Si bien la gala fue dinámica y sin demasiados contratiempos, salvo el ya mencionado, el resultado final no fue tan bueno, al menos en las primeras impresiones, como el de hace un año. Pero además, se volvió a esa idea de entregar todos los premios a una sola película, algo demasiado común en nuestro cine, denostando a las competidoras y, sobre todo, generando una importante injusticia por cuanto había otras películas que, en muchos sentidos, eran bastante mejores. Que Lo imposible solo haya sido reconocida por su apartado técnico es algo que todavía no atisbo a comprender. Sea como sea, ahora toca esperar a los estrenos de este 2013 y comprobar si, como espero que ocurra, se recupere la senda de repartir los premios si realmente se merece, y no volver a épocas anteriores donde un film acaparaba todos los focos. A continuación encontraréis todos los ganadores de los Goya 2013.

Mejor Película: Blancanieves.

Mejor Dirección: Juan Antonio Bayona, por Lo imposible.

Mejor Dirección Novel: Enrique Gato, por Las aventuras de Tadeo Jones.

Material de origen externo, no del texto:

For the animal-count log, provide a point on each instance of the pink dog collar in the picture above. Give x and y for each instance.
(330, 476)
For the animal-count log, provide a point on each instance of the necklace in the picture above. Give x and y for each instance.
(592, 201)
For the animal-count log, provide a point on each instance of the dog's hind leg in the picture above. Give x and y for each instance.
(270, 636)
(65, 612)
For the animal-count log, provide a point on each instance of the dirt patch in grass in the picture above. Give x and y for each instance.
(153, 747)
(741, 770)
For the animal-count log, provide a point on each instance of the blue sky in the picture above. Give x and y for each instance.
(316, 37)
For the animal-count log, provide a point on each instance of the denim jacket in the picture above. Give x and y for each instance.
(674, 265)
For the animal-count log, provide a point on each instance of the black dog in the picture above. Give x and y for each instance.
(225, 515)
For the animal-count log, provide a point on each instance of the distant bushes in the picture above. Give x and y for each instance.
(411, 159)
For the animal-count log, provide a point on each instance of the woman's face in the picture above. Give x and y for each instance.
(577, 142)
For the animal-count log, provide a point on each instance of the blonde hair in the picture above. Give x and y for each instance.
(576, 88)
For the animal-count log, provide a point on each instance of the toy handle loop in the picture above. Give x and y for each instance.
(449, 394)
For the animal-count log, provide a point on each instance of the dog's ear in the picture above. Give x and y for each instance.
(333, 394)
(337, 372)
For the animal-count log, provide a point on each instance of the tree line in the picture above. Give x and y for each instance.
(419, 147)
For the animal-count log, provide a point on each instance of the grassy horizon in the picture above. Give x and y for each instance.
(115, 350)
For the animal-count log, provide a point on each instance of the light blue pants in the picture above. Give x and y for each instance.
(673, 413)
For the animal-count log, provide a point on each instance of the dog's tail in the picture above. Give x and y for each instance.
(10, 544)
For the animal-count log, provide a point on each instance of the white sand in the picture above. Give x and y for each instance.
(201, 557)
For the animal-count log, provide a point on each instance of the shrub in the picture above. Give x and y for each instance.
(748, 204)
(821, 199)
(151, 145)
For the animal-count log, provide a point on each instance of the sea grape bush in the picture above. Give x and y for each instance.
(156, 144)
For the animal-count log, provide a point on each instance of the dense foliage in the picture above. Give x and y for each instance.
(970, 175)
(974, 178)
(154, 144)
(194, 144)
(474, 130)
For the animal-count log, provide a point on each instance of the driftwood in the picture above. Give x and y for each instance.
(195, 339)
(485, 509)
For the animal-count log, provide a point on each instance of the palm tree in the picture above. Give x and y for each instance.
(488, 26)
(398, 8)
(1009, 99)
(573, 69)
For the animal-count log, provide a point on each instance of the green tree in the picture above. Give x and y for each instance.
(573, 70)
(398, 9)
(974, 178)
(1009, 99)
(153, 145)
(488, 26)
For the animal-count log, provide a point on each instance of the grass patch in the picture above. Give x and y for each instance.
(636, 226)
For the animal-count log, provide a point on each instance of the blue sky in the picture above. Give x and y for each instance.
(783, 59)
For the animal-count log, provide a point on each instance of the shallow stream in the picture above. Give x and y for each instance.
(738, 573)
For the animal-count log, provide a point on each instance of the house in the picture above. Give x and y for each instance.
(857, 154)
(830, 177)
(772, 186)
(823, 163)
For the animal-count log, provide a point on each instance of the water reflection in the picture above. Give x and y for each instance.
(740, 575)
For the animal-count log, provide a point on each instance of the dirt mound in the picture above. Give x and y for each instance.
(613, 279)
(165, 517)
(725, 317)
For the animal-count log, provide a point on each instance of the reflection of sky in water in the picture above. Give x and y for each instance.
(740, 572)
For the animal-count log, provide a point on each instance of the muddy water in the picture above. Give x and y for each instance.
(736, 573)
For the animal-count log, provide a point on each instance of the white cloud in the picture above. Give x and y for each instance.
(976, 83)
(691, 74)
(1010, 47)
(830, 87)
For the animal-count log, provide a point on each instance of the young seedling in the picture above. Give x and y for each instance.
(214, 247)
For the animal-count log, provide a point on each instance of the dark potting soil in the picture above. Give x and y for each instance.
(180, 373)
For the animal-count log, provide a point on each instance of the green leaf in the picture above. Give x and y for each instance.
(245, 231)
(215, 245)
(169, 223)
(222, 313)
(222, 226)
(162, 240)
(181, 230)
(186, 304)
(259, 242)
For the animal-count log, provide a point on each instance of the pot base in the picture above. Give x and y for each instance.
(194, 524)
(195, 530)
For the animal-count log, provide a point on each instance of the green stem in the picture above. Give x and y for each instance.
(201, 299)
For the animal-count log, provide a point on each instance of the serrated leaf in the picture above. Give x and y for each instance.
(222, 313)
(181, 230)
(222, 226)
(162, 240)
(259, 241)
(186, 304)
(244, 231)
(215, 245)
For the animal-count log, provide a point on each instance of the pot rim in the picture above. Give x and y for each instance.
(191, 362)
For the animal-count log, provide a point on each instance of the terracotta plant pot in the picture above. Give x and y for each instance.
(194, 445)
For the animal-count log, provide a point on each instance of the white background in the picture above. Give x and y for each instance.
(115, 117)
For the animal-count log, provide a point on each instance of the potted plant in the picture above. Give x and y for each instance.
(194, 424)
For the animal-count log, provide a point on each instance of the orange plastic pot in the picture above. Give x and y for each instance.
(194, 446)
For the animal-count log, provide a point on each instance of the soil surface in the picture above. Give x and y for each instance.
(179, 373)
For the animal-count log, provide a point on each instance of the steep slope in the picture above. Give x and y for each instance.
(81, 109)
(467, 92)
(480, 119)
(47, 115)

Mejor Guión Original: Pablo Berger, por Blancanieves.

Mejor Guion Adaptado: Gorka Magallón, Ignacio del Moral, Javier Barreira, Jordi Gasull y Neil Landau, por Las aventuras de Tadeo Jones.

Mejor Música Original: Alfonso de Vilallonga, por Blancanieves.

Mejor Canción Original: “No te puedo encontrar”, por Blancanieves de Juan Gómez “Chicuelo” y Pablo Berger.

Mejor Interpretación Masculina Protagonista: José Sacristán, por El muerto y ser feliz.

Mejor Interpretación Femenina Protagonista: Maribel Verdú, por Blancanieves.

Mejor Interpretación Masculina de Reparto: Julián Villagrán, por Grupo 7.

Mejor Interpretación Femenina de Reparto: Candela Peña, por Una pistola en cada mano.

Mejor Actor Revelación: Joaquín Núñez, por Grupo 7.

Mejor Actriz Revelación: Macarena García, por Blancanieves.

Mejor Dirección de Producción: Sandra Hermida Muñiz, por Lo imposible.

Mejor Dirección de Fotografía: Kiko de la Rica, por Blancanieves.

Mejor Montaje: Bernat Vilaplana y Elena Ruiz, por Lo imposible.

Mejor Dirección Artística: Alain Bainée, por Blancanieves.

Mejor Diseño de Vestuario: Paco Delgado, por Blancanieves.

Mejor Maquillaje y/o Peluquería: Sylvie Imbert y Fermín Galán, por Blancanieves.

Mejor Sonido: Peter Glossop, Marc Orts y Oriol Tarragó, por Lo imposible.

Mejores Efectos Especiales: Pau Costa y Félix Bergés, por Lo imposible.

Mejor Película de Animación: Las aventuras de Tadeo Jones.

Mejor Película Documental: Hijos de las nubes, la última colonia, de Javier Bardem, Álvaro Longoria y Lilly Hartley.

Mejor Película Iberoamericana: Juan de los muertos, de Alejandro Brugués (Cuba, España).

Mejor Película Europea: Intocable, de Eric Toledano y Olivier Nakache (Francia).

Mejor Cortometraje Documental: A story for the Modlins (Una historia para los Modlin), de Sergio Oksman.

Mejor Cortometraje de Ficción: Aquel no era yo, de Esteban Crespo García.

Mejor Cortometraje de Animación: El vendedor de humo, de Jaime Maestro.